The concept of an atraumatic ETV entry point (i.e., optimal ETV entry point) was introduced by Kanner et al. [10], who suggested it to be 3 cm off the midline along the coronal suture and 1 cm anterior to it. This concept was also analyzed by Duffner [9] and Chen [8], who found the optimal entry point was more posterior (1 cm behind the coronal suture) within the same sagittal plane. Each of these studies found a relatively high variability for the craniometric location of these entry points with an overall range of 12.5 to 44.4 mm for the distance to the midline and 30.6 mm anterior to 46.5 mm posterior relative to the coronal suture. We recently compared three frequently used ETV entry points (precoronal, coronal, and posterior-coronal points) in the same patient cohort with regards to their breach of eloquent periventricular structures in pediatric patients with varying degrees of ventriculomegaly [14]. The results showed that none of the entry points granted a trajectory that avoided breaching eloquent periventricular structures in every case when accessing to the third ventricular floor. Stratifying the entry points by the target ventricle size showed that a more posterior entry point was associated with a less frequency of tissue breach for larger ventricles. These results suggested that there is no single best ETV entry point that is applicable to all cases of ventriculomegaly. Instead, entry points are better planned on a case-by-case basis with the incorporation of ventricle size [13].

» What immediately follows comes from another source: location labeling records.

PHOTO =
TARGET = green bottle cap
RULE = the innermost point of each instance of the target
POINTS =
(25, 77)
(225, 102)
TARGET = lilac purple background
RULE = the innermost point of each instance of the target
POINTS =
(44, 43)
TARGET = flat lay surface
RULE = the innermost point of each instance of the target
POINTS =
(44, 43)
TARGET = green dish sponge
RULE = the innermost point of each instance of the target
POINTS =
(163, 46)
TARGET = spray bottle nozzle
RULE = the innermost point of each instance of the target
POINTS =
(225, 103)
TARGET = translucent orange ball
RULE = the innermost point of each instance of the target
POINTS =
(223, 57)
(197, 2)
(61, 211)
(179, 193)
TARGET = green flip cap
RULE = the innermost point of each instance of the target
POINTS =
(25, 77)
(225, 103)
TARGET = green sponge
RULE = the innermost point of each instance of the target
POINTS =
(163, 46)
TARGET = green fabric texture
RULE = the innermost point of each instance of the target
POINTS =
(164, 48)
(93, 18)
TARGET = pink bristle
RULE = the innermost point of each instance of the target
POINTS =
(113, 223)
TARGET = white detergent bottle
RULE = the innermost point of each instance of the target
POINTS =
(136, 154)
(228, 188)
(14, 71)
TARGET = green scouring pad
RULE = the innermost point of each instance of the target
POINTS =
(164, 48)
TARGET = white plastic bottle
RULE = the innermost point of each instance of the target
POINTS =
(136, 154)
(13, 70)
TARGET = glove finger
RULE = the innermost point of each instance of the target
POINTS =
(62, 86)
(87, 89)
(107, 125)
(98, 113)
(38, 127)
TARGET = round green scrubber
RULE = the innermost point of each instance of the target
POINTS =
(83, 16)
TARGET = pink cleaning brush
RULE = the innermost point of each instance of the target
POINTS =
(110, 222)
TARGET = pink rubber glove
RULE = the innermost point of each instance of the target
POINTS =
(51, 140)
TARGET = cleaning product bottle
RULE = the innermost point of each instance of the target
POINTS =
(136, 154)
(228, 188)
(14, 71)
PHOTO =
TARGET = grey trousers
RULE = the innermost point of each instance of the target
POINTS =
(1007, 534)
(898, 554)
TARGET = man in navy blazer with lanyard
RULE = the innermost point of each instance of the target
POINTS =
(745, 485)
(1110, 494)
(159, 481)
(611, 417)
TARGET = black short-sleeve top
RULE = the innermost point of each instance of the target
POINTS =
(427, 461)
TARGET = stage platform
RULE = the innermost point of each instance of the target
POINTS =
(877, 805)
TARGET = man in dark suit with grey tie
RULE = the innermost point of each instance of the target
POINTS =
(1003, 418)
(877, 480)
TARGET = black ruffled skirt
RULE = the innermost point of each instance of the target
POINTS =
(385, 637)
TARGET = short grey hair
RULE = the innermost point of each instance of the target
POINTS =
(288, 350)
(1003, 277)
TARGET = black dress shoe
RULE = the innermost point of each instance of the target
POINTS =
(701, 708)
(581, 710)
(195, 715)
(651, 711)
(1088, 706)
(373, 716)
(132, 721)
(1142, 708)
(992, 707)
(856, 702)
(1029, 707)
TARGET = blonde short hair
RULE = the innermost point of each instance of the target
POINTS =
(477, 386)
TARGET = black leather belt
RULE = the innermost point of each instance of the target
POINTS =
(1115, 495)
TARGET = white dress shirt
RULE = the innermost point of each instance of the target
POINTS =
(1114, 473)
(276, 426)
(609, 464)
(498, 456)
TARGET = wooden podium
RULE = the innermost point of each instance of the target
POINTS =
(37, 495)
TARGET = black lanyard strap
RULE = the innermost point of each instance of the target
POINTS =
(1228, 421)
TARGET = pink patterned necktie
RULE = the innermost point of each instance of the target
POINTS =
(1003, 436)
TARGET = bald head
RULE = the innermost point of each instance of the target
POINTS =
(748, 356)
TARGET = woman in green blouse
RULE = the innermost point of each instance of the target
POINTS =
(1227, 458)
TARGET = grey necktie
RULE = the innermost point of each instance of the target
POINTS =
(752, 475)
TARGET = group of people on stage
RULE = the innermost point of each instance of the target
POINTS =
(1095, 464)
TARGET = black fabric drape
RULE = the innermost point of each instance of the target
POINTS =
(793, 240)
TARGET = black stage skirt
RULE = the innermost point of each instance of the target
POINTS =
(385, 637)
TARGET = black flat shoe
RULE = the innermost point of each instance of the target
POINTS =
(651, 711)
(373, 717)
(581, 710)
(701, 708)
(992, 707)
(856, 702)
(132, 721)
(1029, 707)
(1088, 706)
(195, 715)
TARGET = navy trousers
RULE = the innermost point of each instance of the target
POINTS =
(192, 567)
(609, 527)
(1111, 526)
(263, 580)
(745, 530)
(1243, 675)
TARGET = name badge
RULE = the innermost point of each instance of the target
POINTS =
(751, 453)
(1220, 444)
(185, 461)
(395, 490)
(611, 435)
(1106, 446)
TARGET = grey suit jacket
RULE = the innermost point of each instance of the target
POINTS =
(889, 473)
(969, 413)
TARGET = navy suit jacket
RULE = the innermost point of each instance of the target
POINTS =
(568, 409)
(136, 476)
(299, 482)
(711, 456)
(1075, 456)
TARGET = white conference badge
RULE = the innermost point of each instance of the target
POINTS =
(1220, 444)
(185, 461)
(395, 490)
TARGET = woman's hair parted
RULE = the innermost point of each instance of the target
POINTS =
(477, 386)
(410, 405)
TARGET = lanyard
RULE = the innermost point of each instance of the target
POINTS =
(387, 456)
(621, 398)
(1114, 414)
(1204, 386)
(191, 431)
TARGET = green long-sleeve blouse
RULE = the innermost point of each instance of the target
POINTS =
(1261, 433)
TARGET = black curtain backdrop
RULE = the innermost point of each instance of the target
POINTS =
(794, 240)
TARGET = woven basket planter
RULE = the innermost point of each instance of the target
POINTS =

ETV planning aid with the incorporation of ventricle size

Ventricle dimensions can vary significantly in hydrocephalus. Lateral ventricle height and interventricular distance ranged between 25.2–60.0 mm and 37.6–89.1 mm respectively in a study of 30 adult patients with hydrocephalus [9]. In a study of 140 adult patients with hydrocephalus related to subarachnoid hemorrhage [12], the largest axial cross-sectional area of the third ventricle ranged on a scale of up to sixfold. Such variance in the lateral and third ventricle dimensions will translate into different relations between the third ventricle floor and the foramen of Monro causing a shift in the locations of the optimal ETV entry point. Supporting this observation (as discussed above), a high variability has been noted for the location of the optimal ETV entry point by multiple studies [9, 10, 15–17]. Although neuronavigation allows preoperative planning and individualization of ETV approaches to match these variations, the infrastructure for this may not be available in all centers. There is also the element of associated financial cost and the time required to set up these systems in the emergency setting. Furthermore, in several case series, the authors quote a single entry point for ETVs [1–6] suggesting a generally accepted surgical practice not to use neuronavigation routinely. In search of an operative planning aid, we have created a mathematical formula that incorporates the target ventricle size using the FHR and computes the location of the optimal ETV entry point. With a single input parameter, our model allows a computation of ETV entry point distance from the midline and the coronal suture, which can be applied in preoperative planning. The proximity of critical anatomical structures in particular the superior sagittal sinus, primary motor cortex should additionally be taken into account.

Conclusion

Our study demonstrates a strong correlation between the ventricle size and the optimal ETV entry point in pediatric patients. This has allowed the creation of an operative planning aid, which we are proposing to verify in operative cases.